I was locked up with Bud Powell shortly before he died. A man I used to see, and hear, almost weekly at one time, along with so many others like Prez, Bird, and countless others who walked our path. But was one of the greatest musical geniuses of the 20th century, and when I think of him the image that comes to mind is not of him at the old Roost or Birdland, but leaning against the wall in the psyche ward at King County, eating a candy bar and grinning the grin of a man separated from himself. So many times I have seen him hunched over the keyboard, a quart container of beer on the piano, with imagination and brilliance, creating music second by second. But that’s not the image of Bud that comes to mind, but rather Bud hanging over the piano they rolled into the ward, that same grin on his face, hunting, hunting, hunting across the keyboard, unable to find what he had many years before found and had already given to us.
So many are gone. I loved them . . . and still do. And so many of them are gone. Have been for many years. And yet I remain. Here. Now.
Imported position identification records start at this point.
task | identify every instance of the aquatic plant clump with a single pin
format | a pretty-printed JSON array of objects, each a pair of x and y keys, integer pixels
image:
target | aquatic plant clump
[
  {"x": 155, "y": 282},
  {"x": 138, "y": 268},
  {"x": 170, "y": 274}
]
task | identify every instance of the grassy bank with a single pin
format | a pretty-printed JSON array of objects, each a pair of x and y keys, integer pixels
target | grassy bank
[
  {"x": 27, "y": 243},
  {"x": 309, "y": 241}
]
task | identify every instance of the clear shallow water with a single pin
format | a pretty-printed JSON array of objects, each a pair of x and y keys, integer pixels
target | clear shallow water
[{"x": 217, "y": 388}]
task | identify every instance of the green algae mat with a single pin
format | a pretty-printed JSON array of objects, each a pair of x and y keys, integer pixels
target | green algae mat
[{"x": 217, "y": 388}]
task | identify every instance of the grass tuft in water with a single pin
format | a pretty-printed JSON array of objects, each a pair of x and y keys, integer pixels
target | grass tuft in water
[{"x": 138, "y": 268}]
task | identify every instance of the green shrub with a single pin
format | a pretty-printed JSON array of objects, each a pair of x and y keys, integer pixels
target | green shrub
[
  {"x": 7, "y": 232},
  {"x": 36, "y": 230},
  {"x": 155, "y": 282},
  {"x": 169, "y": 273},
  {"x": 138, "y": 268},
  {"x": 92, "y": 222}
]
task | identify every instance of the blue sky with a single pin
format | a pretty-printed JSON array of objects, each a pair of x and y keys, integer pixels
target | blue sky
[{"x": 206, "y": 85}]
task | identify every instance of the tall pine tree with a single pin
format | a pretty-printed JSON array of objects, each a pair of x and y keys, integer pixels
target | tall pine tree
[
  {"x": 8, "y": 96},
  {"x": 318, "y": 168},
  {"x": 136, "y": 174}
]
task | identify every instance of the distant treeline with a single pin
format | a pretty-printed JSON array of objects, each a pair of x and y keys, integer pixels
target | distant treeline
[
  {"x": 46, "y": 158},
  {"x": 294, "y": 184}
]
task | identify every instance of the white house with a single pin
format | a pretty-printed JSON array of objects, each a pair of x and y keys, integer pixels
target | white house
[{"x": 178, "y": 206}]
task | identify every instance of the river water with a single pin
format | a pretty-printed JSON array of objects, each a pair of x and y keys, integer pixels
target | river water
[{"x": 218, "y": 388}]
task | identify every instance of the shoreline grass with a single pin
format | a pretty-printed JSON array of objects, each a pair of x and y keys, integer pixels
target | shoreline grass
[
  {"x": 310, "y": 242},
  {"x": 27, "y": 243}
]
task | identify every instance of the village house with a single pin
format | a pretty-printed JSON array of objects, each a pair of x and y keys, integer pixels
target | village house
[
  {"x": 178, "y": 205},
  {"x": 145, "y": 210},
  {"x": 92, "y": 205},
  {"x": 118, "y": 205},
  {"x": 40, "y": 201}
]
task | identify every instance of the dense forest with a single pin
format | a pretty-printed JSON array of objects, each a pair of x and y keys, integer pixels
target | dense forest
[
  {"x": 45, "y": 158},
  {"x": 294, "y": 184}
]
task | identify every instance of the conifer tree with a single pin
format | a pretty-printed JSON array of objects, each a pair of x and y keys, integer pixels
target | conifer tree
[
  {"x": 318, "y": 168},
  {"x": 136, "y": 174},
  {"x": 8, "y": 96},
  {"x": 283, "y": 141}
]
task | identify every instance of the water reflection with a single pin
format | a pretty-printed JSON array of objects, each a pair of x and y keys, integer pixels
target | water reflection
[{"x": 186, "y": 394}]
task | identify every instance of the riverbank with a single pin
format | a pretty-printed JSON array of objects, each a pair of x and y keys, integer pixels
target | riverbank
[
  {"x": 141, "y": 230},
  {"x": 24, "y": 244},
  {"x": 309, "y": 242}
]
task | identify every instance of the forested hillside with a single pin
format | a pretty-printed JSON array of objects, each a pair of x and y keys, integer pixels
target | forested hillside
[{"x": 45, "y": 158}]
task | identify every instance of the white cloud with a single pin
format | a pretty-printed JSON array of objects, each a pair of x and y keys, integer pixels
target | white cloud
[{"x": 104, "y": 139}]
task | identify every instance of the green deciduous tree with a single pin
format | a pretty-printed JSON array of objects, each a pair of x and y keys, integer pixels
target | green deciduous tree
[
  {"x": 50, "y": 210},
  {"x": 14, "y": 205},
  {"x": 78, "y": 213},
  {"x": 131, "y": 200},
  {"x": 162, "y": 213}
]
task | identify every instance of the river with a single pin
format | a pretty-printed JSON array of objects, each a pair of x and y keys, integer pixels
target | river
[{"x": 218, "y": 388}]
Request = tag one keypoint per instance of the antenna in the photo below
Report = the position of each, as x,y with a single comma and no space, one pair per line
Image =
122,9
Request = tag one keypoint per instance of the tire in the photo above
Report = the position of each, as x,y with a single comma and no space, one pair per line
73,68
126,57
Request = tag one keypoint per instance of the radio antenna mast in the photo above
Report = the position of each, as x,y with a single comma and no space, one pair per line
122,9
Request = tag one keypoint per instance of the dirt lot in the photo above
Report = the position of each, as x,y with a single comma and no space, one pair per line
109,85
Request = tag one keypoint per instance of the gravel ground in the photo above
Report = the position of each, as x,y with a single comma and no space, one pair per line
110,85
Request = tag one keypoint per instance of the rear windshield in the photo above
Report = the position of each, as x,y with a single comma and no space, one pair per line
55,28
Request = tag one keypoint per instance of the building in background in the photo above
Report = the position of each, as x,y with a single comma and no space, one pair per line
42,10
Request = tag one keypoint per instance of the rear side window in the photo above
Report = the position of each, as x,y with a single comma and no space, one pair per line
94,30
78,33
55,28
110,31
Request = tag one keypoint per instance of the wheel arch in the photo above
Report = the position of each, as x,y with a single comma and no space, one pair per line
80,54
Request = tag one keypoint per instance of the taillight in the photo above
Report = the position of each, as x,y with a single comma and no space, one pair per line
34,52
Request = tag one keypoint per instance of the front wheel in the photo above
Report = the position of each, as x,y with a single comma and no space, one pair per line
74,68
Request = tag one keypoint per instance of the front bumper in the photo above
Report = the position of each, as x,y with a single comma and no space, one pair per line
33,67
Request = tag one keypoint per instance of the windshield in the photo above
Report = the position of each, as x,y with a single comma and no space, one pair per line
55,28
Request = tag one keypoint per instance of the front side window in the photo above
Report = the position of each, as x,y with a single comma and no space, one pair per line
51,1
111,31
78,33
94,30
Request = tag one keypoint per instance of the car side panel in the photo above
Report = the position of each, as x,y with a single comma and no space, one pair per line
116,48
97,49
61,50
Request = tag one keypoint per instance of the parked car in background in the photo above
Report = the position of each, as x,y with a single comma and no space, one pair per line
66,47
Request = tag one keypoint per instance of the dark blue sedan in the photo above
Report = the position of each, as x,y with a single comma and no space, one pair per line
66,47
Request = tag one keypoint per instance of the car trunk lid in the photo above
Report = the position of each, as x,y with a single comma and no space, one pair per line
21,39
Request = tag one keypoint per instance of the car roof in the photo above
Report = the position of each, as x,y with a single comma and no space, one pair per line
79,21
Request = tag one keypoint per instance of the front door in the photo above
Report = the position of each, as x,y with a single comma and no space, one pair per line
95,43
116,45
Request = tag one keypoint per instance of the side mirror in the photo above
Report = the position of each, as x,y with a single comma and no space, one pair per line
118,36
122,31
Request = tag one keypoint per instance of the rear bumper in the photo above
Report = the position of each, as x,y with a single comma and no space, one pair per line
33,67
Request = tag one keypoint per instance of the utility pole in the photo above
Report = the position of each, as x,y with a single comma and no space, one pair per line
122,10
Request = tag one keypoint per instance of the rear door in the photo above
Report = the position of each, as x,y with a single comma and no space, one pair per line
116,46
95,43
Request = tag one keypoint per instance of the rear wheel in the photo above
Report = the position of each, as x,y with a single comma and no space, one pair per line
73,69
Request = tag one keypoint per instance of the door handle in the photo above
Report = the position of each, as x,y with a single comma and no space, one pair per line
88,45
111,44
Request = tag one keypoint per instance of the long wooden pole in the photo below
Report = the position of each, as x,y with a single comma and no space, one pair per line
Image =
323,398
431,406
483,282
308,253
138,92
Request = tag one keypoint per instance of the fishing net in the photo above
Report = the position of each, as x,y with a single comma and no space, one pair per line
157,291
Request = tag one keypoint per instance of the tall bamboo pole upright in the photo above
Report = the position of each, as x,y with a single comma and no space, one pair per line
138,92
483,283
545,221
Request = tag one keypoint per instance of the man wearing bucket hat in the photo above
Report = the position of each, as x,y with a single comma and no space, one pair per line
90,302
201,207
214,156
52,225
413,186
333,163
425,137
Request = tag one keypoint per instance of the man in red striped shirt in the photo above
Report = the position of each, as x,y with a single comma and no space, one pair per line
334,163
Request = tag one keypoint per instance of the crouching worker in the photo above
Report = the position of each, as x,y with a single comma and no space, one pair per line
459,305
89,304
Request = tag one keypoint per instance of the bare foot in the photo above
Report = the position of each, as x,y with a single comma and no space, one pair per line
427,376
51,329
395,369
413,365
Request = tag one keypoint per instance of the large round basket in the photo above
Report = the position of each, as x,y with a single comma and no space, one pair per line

And from time to time, I think.
Not why I’m here and they’re not. Not a case of: They were so much more talented than I. I am far beyond wondering and/or comparing. I think about finishing their song by singing mine. I believe not only that I can, but that I must, or what is heaven for? I believe there is only one song in the Universe, and we are the song. . . . You, me, Billie, Piaf, Bud all singing the same song in our own way. Only one song . . . so we must keep singing.
O God, help me . . . help me to sing my song so theirs can go on and their nonexistent flesh cast off its scars, those blue-dotted cries of pain. O my dear, sweet God, I love my friends as I do You and would sing their songs for them so their spirits can rejoice and cast off the habitual shackles that kept them chained in their cells. I pray that no pain goes unsoothed, no fear unloved, and that I will continue to hear Your song sun by Your kids, and we will all rejoice in the Spirit that continues to see not beauty in ugliness, nor joy in pain, but Infinite Possibilities in each other.
The Sparrow showed us it can be done. As did Billie, Bud and millions of others who everyday sing. Your song through endless heartbeats of pain. I thank all of you . . . all of you. . .
And every time I managed to get one more breath into this body I will sing a song of thanks to you my brothers . . . my sisters . . .my friends . . .
May your sleep be peaceful and angels sing sweetly in your ears.